Zur Reichenhaller Bergwacht gehören auch drei Canyon-Retter und zwei Hundeführer, die zusätzlich zur Ausbildung in der Bereitschaft weitere Fortbildungen organisierten. Bei separaten Terminen, zum Teil in Zusammenarbeit mit Feuerwehr oder Polizei, wurden die Einsatzleiter fortgebildet. 2012 stehen als Schwerpunkte die Baumbergung, insbesondere von abgestürzten Gleitschirmpiloten, der Umgang mit den neuen Dyneemaseilen, die die Statikseile ersetzen sollen, Funkkommunikation, Neuerungen in der Notfallmedizin und die Seilbahnrettung an der Predigtstuhlbahn auf dem Programm.

2011 fanden auch 128 Naturschutzstreifen der Bergwacht statt, was die Präsenz der Reichenhaller Bergretter auch abseits der Einsätze in den heimischen Bergen verdeutlicht.
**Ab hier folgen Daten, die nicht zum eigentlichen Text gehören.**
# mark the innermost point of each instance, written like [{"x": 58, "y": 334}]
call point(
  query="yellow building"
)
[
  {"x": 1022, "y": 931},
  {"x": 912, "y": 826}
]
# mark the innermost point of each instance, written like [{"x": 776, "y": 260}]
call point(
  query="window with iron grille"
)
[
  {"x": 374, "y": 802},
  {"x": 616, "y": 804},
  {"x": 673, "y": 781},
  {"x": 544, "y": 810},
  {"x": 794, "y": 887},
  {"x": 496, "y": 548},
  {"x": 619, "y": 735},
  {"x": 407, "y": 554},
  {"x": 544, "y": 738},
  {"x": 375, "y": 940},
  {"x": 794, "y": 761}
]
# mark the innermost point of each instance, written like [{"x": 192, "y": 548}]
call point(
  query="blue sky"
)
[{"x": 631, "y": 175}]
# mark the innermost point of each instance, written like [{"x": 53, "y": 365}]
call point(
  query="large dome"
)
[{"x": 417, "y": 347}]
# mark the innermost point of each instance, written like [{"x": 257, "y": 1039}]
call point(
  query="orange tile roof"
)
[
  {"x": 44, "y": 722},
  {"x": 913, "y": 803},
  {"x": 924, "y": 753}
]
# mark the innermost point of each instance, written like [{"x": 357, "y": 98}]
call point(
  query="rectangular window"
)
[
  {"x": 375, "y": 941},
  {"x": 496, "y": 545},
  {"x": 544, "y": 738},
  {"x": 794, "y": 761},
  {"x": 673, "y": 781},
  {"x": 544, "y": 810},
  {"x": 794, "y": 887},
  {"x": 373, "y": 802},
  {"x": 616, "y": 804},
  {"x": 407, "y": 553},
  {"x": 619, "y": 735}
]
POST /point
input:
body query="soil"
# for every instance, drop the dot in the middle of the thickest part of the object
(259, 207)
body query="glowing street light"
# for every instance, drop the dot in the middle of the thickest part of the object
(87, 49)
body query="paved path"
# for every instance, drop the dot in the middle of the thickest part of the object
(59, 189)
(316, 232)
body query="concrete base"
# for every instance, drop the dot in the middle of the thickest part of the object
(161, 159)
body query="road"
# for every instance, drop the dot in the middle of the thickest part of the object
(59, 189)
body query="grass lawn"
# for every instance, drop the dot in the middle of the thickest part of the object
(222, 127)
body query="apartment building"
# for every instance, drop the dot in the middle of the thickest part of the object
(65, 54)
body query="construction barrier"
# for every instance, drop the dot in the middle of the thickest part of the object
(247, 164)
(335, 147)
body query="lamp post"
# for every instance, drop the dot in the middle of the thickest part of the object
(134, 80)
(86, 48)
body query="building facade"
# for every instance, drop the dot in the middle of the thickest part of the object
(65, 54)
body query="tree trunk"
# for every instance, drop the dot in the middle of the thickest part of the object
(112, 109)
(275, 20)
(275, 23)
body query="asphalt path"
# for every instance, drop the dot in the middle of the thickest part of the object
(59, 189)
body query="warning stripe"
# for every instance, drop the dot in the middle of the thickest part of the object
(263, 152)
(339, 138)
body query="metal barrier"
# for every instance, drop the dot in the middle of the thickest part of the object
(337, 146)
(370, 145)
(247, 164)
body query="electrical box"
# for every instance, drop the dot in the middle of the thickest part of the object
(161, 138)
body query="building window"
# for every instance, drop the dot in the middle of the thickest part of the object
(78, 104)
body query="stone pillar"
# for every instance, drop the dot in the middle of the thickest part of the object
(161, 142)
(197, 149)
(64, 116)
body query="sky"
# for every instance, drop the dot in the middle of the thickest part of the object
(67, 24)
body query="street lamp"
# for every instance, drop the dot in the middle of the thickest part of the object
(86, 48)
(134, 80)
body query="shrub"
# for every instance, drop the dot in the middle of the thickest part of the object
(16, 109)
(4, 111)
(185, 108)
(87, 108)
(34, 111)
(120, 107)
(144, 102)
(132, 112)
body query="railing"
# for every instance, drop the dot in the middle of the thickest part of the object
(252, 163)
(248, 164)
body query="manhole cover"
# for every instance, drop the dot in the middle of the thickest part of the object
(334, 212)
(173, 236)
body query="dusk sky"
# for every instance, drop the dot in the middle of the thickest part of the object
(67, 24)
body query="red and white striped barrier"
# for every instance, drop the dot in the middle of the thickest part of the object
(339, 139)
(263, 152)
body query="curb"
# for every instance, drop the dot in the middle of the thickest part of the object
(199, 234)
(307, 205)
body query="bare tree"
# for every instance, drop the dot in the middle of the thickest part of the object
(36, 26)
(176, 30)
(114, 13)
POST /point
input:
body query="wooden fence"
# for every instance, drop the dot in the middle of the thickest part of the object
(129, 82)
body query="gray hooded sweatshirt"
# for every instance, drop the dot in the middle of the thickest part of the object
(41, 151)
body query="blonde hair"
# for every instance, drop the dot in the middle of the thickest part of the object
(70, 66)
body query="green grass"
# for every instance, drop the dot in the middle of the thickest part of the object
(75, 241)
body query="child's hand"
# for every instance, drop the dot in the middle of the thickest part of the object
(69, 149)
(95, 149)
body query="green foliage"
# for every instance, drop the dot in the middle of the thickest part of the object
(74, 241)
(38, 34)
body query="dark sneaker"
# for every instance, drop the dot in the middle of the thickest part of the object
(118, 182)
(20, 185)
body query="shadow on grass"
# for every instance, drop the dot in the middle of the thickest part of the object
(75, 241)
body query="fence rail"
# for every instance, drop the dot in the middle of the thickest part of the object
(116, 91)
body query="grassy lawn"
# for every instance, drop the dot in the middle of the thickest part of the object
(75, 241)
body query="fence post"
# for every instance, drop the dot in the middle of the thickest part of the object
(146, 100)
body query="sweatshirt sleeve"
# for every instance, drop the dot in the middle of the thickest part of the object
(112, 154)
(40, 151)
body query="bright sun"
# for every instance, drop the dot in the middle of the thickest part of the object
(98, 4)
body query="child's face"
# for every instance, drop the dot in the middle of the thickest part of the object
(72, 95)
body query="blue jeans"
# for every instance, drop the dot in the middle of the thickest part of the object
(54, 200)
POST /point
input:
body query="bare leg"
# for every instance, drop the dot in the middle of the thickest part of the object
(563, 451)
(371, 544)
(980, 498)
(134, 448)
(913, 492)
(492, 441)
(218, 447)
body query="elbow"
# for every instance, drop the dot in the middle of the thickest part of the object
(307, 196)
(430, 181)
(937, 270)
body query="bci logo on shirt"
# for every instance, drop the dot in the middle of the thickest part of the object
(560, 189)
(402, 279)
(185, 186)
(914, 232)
Peter Windstoßer kümmerte sich federführend um die Neugestaltung und Pflege der Bergwacht-Internetseite, die unter www.bergwacht-reichenhall.de erreichbar ist.

Urs Strozynski setzte mit seinem Rücktritt ein Zeichen
Vor rund einem Jahr war die Perspektive für die ehrenamtlichen Bergretter noch düster, denn die Finanzierung der geplanten Bergrettungswache schien ein nicht realisierbarer Kraftakt zu sein: Als Bereitschaftsleiter Urs Strozynski zurücktrat und damit ein selbstloses und überregional wahrnehmbares Zeichen setzte, wurde vielen die schwierige Lage der Reichenhaller Bergwacht erst so richtig bewusst. Dank der breiten Medienberichterstattung traten unerwartet neue Förderer auf den Plan, mit deren Hilfe und viel Einsatz der Bergwacht im September 2011 die Baugenehmigung erteilt und mit dem Bau begonnen werden konnte. Heute ist der Großteil des Kraftakts geschafft: Rauch steigt aus dem Kamin des neuen Heims an der Reichenbachstraße vor dem schneeweißen Staufen in den Himmel auf, drinnen ist es bereits warm und die Ausbauarbeiten laufen auf Hochtouren. Bereitschaftsleiter Burger lobte die unnachgiebige Regie von Projektleiter und Pressesprecher Marcus Goebel, Bauleiter Hans Lohwieser, Walter Aßmann, Planer Martin Neubauer und ihren vielen Mitstreitern. Am 16. Juni wird die Einweihungsfeier und am 17. Juni zum Jubiläum „110 Jahre organisierte Bergrettung in Bad Reichenhall“ ein Tag der offenen Tür stattfinden.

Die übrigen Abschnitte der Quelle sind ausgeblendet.